He was young. Just shy of his 29th birthday.

He’d been invited to speak to a gathering of students. It was an educational group called the Young Men’s Lyceum. It offered public lectures, concerts and entertainments. The topic didn’t seem particularly entertaining: “The Perpetuation of Our Political Institutions.” The young men may have yawned. Their speaker was in dead earnest. This was important. They needed to hear it, take it to heart and mind, and commit its wisdom and truth to their lives and to the life and future of their American republic.

Nothing was more important to a proper understanding of their duty as citizens. Nothing is more important to you and me today. As citizens. As Christians. As Americans. We go back in time so we might better grasp the present and prepare for what’s ahead. The past is a great and wise teacher. It gives us retrospective, perspective, and prospective. The past gives us context, insight and guidance. “The only thing new,” remarked Harry Truman, “is the history we haven’t learned.” King Solomon put the same idea a bit differently.

“All things continue the way they have been since the beginning. What has happened will happen again; there is nothing new here on earth. Someone might say, ‘Look, this is new,’
but really it has always been here. It was here before we were” (Ecclesiastes 1:9-10). 
“There is no new thing under the sun.”

The young speaker was quite an orator. The students in his audience sat up and listened intently. It was January 27, 1838 in Springfield, Illinois. Abraham Lincoln’s Lyceum Address was much more than a defense of American political institutions - it was an eloquent call for the defense and preservation of American values and American liberty.

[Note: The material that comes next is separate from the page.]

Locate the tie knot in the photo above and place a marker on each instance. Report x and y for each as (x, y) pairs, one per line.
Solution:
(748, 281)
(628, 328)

Lincoln argued that law and order was the only way to guard our constitutional republic and that chaos and what he called “this mobocratic spirit …abroad in the land” would, if left unchecked, spell the end of self-government.

As the nation moved toward the cataclysm of civil war, Lincoln attacked the “ravages of mob law”, which he said were “becoming more and more frequent …the increasing disregard for law which pervades the country; the growing disposition to substitute the wild and furious passions, in lieu of the sober judgment of courts; and the worse than savage mobs, for the executive ministers of justice.”

If “the perpetrators of such acts” go “unpunished, the lawless in spirit are encouraged to become lawless in practice … they thus become absolutely unrestrained.” And to what ultimate end? “Having ever regarded Government as their deadliest bane, they make a jubilee of the suspension of its operations; and pray for nothing so much as its total annihilation.”

Watch the news. Read the headlines. See the monuments defaced and destroyed, the fires set, the mayhem and murder in the streets, and the police denounced and resisted. Authority is defied, order is overturned, chaos is celebrated. Is this not what young Mr. Lincoln warned us of?

The Bible famously says that “where there is no vision, the people perish” (Proverbs 29:18). Understood to mean, “the people are unrestrained. But happy is he who keeps the law.”

Abraham Lincoln, who was yet to reach 30, peered into the American experiment - its unrivaled strength, nobility and prosperity - and offered a sobering prophetic assessment. Based on his self-taught understanding of history, and the rise and fall of nations, he said no “transatlantic military giant” would “crush us at a blow … Never! All the armies of Europe, Asia and Africa combined … could not by force, take a drink from the Ohio, or make a track on the Blue Ridge, in a trial of a thousand years.” So, then, from where would the danger come? Lincoln knew.

“I answer, if it ever reach us, it must spring up amongst us. It cannot come from abroad. If destruction be our lot, we must ourselves be its author and finisher. As a nation of freemen, we must live through all time, or die by suicide.” As was said that cold January day in Springfield more than a century and three quarters ago, so still it must be said - our survival, happiness, and security as a nation, under the gracious benevolence of an almighty God, rests finally in the hands of the American people.

Our freedom and destiny are ours to fashion. In the midst of the Civil War, President Lincoln said, “We shall nobly save, or meanly lose, the last best hope of earth.”

What will it be? How must we dare to do our duty? To the young men in his audience, Lincoln, himself young, laid down the challenge.

“As the patriots of seventy-six did to the support of the Declaration of Independence, so to the support of the Constitution and laws, let every American pledge his life, his property, and his sacred honor; - let every man remember that to violate the law, is to trample on the blood of his father, and to tear the character of his own, and his children's, liberty.

"Let reverence for the laws be breathed by every American mother, to the lisping babe, that prattles on her lap - let it be taught in schools, in seminaries, and in colleges; let it be written in primers, spelling books, and in almanacs;-- let it be preached from the pulpit, proclaimed in legislative halls, and enforced in courts of justice. And, in short, let it become the political religion of the nation; and let the old and the young, the rich and the poor, the grave and the gay, of all sexes and tongues, and colors and conditions, sacrifice unceasingly upon its altars.”

What a speech. What a call. What a truth. What a duty.